Le principe de la non-ingérence du banquier dans les affaires de son client cède devant son obligation de vigilance portant sur la régularité apparente du fonctionnement d’un compte. Ce principe oblige le banquier à exécuter rapidement les instructions reçues de son client pour son compte dès lors que les instructions qu’il reçoit ont l’apparence de la régularité. Ce devoir trouve sa limite dans le devoir de vigilance et de surveillance qui lui incombe pour déceler les anomalies apparentes intellectuelles ou matérielles. Il constitue une exception au devoir de non-ingérence.

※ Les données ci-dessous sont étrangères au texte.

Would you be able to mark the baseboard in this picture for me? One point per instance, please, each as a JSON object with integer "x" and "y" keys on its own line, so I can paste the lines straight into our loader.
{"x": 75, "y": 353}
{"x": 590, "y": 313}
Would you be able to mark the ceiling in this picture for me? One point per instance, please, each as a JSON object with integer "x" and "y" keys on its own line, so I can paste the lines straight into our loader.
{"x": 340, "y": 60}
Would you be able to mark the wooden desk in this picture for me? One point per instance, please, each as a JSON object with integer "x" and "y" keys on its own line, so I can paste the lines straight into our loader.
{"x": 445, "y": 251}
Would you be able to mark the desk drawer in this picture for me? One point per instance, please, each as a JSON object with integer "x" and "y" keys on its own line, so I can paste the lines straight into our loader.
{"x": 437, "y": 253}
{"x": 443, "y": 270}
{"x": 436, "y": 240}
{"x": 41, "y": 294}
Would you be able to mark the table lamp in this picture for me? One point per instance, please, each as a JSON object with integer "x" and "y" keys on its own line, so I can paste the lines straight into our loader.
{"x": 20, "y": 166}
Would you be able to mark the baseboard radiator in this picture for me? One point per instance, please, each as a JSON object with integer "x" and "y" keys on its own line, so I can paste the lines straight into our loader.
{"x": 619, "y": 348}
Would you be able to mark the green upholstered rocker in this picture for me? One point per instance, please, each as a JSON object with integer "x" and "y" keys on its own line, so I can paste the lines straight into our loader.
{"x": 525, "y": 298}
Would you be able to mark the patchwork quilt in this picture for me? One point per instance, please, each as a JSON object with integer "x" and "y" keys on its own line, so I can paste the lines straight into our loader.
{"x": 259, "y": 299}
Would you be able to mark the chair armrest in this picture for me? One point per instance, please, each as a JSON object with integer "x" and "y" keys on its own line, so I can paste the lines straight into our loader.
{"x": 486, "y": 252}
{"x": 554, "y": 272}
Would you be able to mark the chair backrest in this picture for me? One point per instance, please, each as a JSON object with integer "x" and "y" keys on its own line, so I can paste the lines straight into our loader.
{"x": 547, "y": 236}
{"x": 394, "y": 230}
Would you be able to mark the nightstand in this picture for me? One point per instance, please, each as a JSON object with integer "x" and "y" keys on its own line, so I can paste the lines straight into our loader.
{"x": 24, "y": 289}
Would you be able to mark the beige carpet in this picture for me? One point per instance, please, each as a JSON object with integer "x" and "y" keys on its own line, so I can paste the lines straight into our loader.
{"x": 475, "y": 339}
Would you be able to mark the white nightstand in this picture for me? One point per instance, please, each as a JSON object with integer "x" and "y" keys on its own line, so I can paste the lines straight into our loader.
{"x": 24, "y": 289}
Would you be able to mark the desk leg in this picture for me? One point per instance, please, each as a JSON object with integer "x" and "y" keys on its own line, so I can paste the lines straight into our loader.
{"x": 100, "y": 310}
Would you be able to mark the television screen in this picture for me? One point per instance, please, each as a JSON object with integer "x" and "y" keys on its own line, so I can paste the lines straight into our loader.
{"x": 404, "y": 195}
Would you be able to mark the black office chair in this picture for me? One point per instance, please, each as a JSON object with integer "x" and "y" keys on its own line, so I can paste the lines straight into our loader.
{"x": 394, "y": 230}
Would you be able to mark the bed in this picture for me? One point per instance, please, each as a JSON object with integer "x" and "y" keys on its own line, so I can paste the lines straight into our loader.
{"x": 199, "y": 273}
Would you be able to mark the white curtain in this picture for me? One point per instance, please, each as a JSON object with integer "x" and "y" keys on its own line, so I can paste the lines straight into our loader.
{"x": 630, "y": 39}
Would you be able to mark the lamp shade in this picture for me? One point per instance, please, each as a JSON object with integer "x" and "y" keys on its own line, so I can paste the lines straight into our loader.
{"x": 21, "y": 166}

En application des principes de non ingérence et de non immixion qui s’imposent à un établissement bancaire, la BANQUE POSTALE ne pouvait s’opposer à des virements émanant de son client, parfaitement authentifiés et dûment autorisés par ce dernier. Sa responsabilité ne peut être mise en cause.
En conséquence de quoi, Monsieur [G] [M] et Madame [P] [H] seront déboutés de leurs demandes.
II. Sur les frais irrépétibles et les dépens
Succombant à l’instance, Monsieur [G] [M] et Madame [P] [H] seront condamnés aux dépens, sur le fondement de l’article 696 du code de procédure civile.
Monsieur [G] [M] et Madame [P] [H] qui supportent les dépens, seront condamnés à payer à la BANQUE POSTALE la somme de 1.000 euros au titre de l’article 700 du code de procédure civile.
PAR CES MOTIFS
Le tribunal, statuant publiquement, par jugement contradictoire, rendu en premier ressort, par mise à disposition au greffe :
DEBOUTE Monsieur [G] [M] et Madame [P] [H] de l’ensemble de leurs demandes formées contre la BANQUE POSTALE ;
CONDAMNE Monsieur [G] [M] et Madame [P] [H] aux dépens ;
CONDAMNE Monsieur [G] [M] et Madame [P] [H] à payer à la BANQUE POSTALE la somme de 1.000 euros au titre de l’article 700 du code de procédure civile.
Fait et jugé à Paris le 20 Février 2025.